= Saint Anthony's Catholic High School =

Private school in Nigeria

St. Anthony's Catholic High School or SACHS is a Catholic high school established in 1996 and began full operations in 1997. It is situated in Ijofi, Ilesa, Osun State, Nigeria.

==History==
As a result of persistent request from parents of pupils in the local Franciscan Nursery and Primary School and from the general public, the Roman Catholic Diocese of Osogbo decided to establish a private Secondary School in Ilesa, Osun State.

By October 1996, a temporary site was established at the compound of the Ijofi-Ilesa Franciscan nursery and primary school, which provided some classrooms and basic facilities, pending the development of the permanent site of about 60 plots of land, comprising about ten hectares along Iyemogun Road.

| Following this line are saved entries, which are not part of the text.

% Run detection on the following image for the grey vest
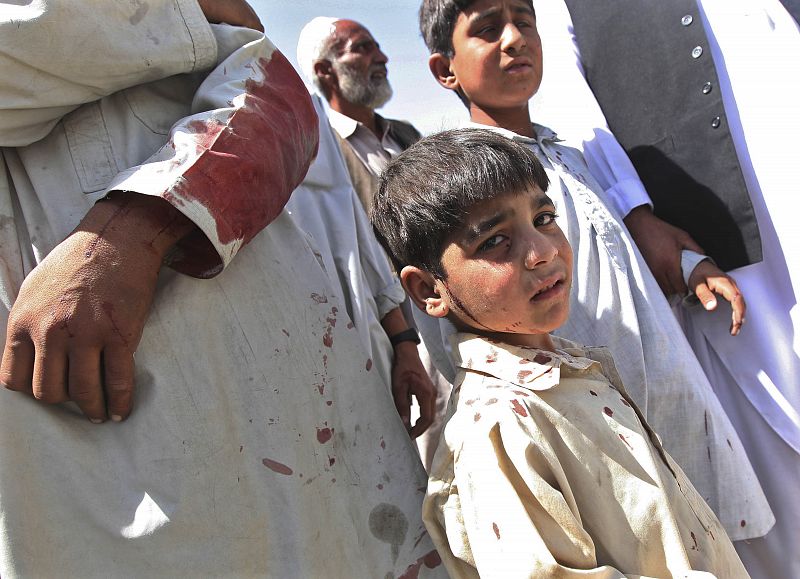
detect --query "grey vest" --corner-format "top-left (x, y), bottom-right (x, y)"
top-left (563, 0), bottom-right (764, 271)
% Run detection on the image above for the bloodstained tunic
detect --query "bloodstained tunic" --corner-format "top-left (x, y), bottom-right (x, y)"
top-left (0, 3), bottom-right (443, 577)
top-left (424, 333), bottom-right (748, 578)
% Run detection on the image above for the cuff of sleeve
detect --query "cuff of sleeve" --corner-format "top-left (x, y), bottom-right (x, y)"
top-left (374, 278), bottom-right (407, 319)
top-left (175, 0), bottom-right (218, 72)
top-left (680, 250), bottom-right (713, 308)
top-left (604, 179), bottom-right (653, 218)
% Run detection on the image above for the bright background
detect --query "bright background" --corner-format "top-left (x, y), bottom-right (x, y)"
top-left (248, 0), bottom-right (469, 135)
top-left (246, 1), bottom-right (597, 143)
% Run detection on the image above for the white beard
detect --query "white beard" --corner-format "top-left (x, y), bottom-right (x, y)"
top-left (333, 60), bottom-right (393, 110)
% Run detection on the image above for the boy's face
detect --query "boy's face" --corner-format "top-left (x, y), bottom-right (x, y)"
top-left (427, 185), bottom-right (572, 349)
top-left (445, 0), bottom-right (543, 111)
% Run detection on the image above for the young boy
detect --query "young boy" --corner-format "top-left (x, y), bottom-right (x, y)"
top-left (371, 128), bottom-right (748, 577)
top-left (413, 0), bottom-right (773, 544)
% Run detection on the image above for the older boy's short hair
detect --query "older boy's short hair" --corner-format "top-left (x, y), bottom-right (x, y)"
top-left (371, 128), bottom-right (549, 279)
top-left (419, 0), bottom-right (535, 56)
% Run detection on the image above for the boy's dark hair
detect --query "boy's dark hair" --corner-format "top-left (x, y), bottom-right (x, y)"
top-left (419, 0), bottom-right (535, 56)
top-left (371, 128), bottom-right (549, 279)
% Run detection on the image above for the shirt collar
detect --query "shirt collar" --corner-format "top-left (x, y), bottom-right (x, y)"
top-left (327, 107), bottom-right (359, 140)
top-left (327, 107), bottom-right (392, 141)
top-left (450, 332), bottom-right (598, 391)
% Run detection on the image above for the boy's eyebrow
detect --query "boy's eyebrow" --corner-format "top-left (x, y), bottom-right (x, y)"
top-left (463, 209), bottom-right (512, 245)
top-left (461, 194), bottom-right (555, 245)
top-left (468, 2), bottom-right (535, 24)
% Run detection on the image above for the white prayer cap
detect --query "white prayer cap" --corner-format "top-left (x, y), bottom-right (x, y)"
top-left (296, 16), bottom-right (341, 91)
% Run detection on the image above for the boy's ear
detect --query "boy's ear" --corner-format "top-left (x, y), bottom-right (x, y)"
top-left (428, 53), bottom-right (459, 92)
top-left (400, 266), bottom-right (449, 319)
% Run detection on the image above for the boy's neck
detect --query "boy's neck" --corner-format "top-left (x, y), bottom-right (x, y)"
top-left (469, 103), bottom-right (535, 139)
top-left (461, 326), bottom-right (556, 352)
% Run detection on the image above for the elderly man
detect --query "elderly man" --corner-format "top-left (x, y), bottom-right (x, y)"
top-left (297, 18), bottom-right (452, 470)
top-left (0, 2), bottom-right (443, 576)
top-left (297, 17), bottom-right (421, 212)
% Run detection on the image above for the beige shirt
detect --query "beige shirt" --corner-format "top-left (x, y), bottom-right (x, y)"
top-left (327, 107), bottom-right (404, 177)
top-left (424, 333), bottom-right (748, 578)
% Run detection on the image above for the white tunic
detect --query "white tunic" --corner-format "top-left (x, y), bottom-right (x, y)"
top-left (531, 0), bottom-right (799, 574)
top-left (0, 3), bottom-right (443, 577)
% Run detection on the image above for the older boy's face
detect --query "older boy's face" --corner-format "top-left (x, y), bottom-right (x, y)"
top-left (435, 185), bottom-right (572, 349)
top-left (449, 0), bottom-right (543, 111)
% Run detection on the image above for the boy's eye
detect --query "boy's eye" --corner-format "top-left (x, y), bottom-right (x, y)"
top-left (478, 234), bottom-right (507, 252)
top-left (534, 212), bottom-right (558, 227)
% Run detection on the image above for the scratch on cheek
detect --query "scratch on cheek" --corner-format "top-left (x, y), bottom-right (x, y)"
top-left (442, 280), bottom-right (491, 331)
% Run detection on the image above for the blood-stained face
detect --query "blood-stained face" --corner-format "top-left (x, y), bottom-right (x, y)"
top-left (433, 185), bottom-right (571, 350)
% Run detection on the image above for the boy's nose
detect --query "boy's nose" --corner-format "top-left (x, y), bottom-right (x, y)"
top-left (523, 234), bottom-right (558, 270)
top-left (501, 22), bottom-right (526, 54)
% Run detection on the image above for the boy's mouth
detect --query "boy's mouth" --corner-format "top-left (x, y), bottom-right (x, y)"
top-left (530, 276), bottom-right (566, 302)
top-left (504, 58), bottom-right (533, 74)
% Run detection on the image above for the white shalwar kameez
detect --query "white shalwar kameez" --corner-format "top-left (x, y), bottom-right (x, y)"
top-left (0, 3), bottom-right (443, 577)
top-left (532, 0), bottom-right (800, 575)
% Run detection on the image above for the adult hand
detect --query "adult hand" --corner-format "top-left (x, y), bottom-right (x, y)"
top-left (0, 193), bottom-right (195, 422)
top-left (197, 0), bottom-right (264, 32)
top-left (391, 341), bottom-right (437, 439)
top-left (623, 205), bottom-right (704, 297)
top-left (688, 259), bottom-right (746, 336)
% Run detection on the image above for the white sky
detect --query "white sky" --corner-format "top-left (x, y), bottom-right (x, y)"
top-left (249, 0), bottom-right (468, 135)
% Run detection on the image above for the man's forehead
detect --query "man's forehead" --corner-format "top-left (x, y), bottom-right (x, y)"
top-left (333, 20), bottom-right (374, 47)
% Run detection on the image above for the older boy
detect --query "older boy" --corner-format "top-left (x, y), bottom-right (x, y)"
top-left (372, 128), bottom-right (748, 577)
top-left (415, 0), bottom-right (773, 542)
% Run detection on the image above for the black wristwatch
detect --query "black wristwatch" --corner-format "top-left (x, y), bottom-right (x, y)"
top-left (389, 327), bottom-right (421, 347)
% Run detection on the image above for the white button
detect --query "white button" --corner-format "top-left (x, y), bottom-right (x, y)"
top-left (692, 46), bottom-right (703, 58)
top-left (682, 15), bottom-right (693, 26)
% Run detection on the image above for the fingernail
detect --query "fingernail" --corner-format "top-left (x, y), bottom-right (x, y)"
top-left (111, 414), bottom-right (123, 422)
top-left (90, 418), bottom-right (104, 424)
top-left (705, 300), bottom-right (717, 310)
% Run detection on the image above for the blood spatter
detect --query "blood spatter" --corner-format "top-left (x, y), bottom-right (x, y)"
top-left (316, 426), bottom-right (334, 444)
top-left (261, 458), bottom-right (293, 476)
top-left (310, 293), bottom-right (328, 304)
top-left (397, 549), bottom-right (442, 579)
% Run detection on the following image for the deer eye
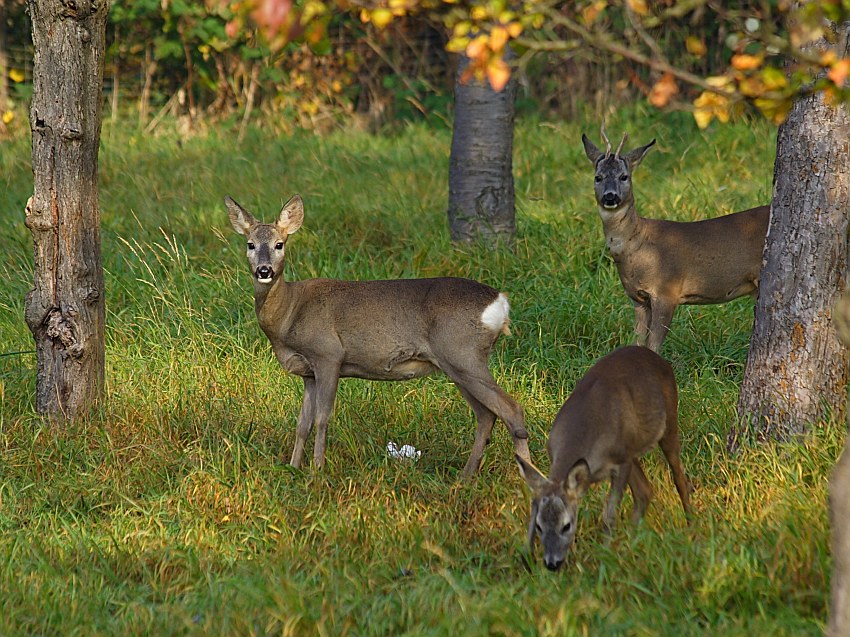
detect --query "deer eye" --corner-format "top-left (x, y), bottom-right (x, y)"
top-left (247, 242), bottom-right (255, 250)
top-left (275, 242), bottom-right (284, 250)
top-left (561, 522), bottom-right (572, 534)
top-left (619, 175), bottom-right (629, 182)
top-left (594, 175), bottom-right (602, 183)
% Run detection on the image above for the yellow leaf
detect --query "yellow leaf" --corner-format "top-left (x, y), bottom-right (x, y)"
top-left (761, 67), bottom-right (787, 91)
top-left (627, 0), bottom-right (648, 16)
top-left (486, 56), bottom-right (510, 92)
top-left (446, 36), bottom-right (470, 53)
top-left (686, 36), bottom-right (707, 57)
top-left (2, 111), bottom-right (13, 124)
top-left (471, 5), bottom-right (488, 20)
top-left (370, 8), bottom-right (393, 29)
top-left (9, 69), bottom-right (24, 83)
top-left (693, 106), bottom-right (714, 129)
top-left (454, 21), bottom-right (471, 37)
top-left (754, 96), bottom-right (792, 124)
top-left (731, 53), bottom-right (762, 71)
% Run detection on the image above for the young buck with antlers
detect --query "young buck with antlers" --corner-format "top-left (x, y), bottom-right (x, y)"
top-left (225, 194), bottom-right (531, 478)
top-left (582, 128), bottom-right (770, 352)
top-left (516, 346), bottom-right (692, 571)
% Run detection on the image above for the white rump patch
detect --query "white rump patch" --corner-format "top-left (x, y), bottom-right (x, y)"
top-left (481, 293), bottom-right (511, 335)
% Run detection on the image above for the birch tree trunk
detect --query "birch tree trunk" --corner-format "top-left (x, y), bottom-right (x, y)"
top-left (447, 53), bottom-right (517, 246)
top-left (24, 0), bottom-right (109, 418)
top-left (731, 23), bottom-right (850, 449)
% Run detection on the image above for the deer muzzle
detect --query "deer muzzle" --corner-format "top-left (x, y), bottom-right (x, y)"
top-left (255, 266), bottom-right (274, 283)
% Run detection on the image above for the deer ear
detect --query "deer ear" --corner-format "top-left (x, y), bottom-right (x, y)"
top-left (224, 195), bottom-right (256, 236)
top-left (277, 195), bottom-right (304, 235)
top-left (565, 459), bottom-right (591, 497)
top-left (582, 134), bottom-right (604, 165)
top-left (516, 454), bottom-right (550, 492)
top-left (623, 139), bottom-right (656, 171)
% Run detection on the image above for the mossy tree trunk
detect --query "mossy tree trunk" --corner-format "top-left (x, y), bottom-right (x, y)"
top-left (447, 53), bottom-right (517, 246)
top-left (731, 23), bottom-right (850, 449)
top-left (24, 0), bottom-right (109, 418)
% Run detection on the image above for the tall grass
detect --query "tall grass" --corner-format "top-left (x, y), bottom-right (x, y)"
top-left (0, 108), bottom-right (839, 635)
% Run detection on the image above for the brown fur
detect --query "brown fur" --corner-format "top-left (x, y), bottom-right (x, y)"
top-left (582, 132), bottom-right (770, 351)
top-left (226, 194), bottom-right (530, 477)
top-left (517, 346), bottom-right (692, 570)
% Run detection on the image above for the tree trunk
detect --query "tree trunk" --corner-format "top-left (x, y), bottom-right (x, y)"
top-left (24, 0), bottom-right (108, 418)
top-left (447, 53), bottom-right (517, 246)
top-left (731, 25), bottom-right (850, 449)
top-left (0, 1), bottom-right (8, 118)
top-left (831, 293), bottom-right (850, 637)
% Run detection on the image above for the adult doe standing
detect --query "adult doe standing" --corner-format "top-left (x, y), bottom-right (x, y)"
top-left (516, 346), bottom-right (692, 571)
top-left (225, 194), bottom-right (530, 478)
top-left (582, 128), bottom-right (770, 351)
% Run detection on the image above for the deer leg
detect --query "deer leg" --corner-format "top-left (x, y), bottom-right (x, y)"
top-left (310, 365), bottom-right (341, 469)
top-left (647, 298), bottom-right (676, 352)
top-left (659, 427), bottom-right (693, 519)
top-left (602, 462), bottom-right (632, 533)
top-left (633, 302), bottom-right (650, 346)
top-left (454, 385), bottom-right (497, 479)
top-left (627, 459), bottom-right (653, 525)
top-left (441, 363), bottom-right (530, 464)
top-left (289, 376), bottom-right (316, 468)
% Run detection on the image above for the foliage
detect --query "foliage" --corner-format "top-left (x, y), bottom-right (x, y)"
top-left (0, 111), bottom-right (837, 634)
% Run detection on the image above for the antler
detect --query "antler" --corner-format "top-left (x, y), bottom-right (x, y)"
top-left (615, 133), bottom-right (629, 159)
top-left (600, 122), bottom-right (612, 157)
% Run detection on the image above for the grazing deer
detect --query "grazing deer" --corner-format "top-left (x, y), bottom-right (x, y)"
top-left (582, 127), bottom-right (770, 352)
top-left (225, 194), bottom-right (531, 478)
top-left (516, 345), bottom-right (692, 571)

Preparatory classes for prospective students commenced in October, 1996 with about 100 students who had written and passed the entrance examination. By January 1997, the proprietor the Most Reverend Bishop Gabriel 'Leke Abegunrin, gave his approval for the establishment of the school, and the school was officially named. Application was made to the Ministry of Education at the Osun State Government for official approval, resulting in a series of official inspections being conducted by the State Ministry of Education. Provisional approval was given by the government in a letter dated 20 January 1997, and the school was formally opened as the first catholic private high school in Ijesaland, and the first to be established by the newly created Osogbo catholic diocese.

==Officials==
Reverend Mary O. Gerard and Chief Lawrence Ade Ogedengbe were appointed as the first Administrator and Principal of the school.

==Aims and Objectives==
To conform with governmental policy on education, the aims and objectives of the school as detailed by the founding fathers include :
- Preparation of students for useful living in the society and for higher education
- Providing qualitative higher education opportunity for the increasing number of primary school pupils, irrespective of sex, social status, religion and ethnicity.

==Pioneer Set==
The pioneer members of the school include Barr. Demilade Olaosun, Deboye Ifaturoti, Dr. Foluso Ajani, Dr. Kuteyi Opeyemi, Alex Oni, Afolabi Wright, Segun Ayoola, Dele Olakunle, Oyeyemi Ayeni, Lekan Olatunji, Evangeline Babatunde to mention a few.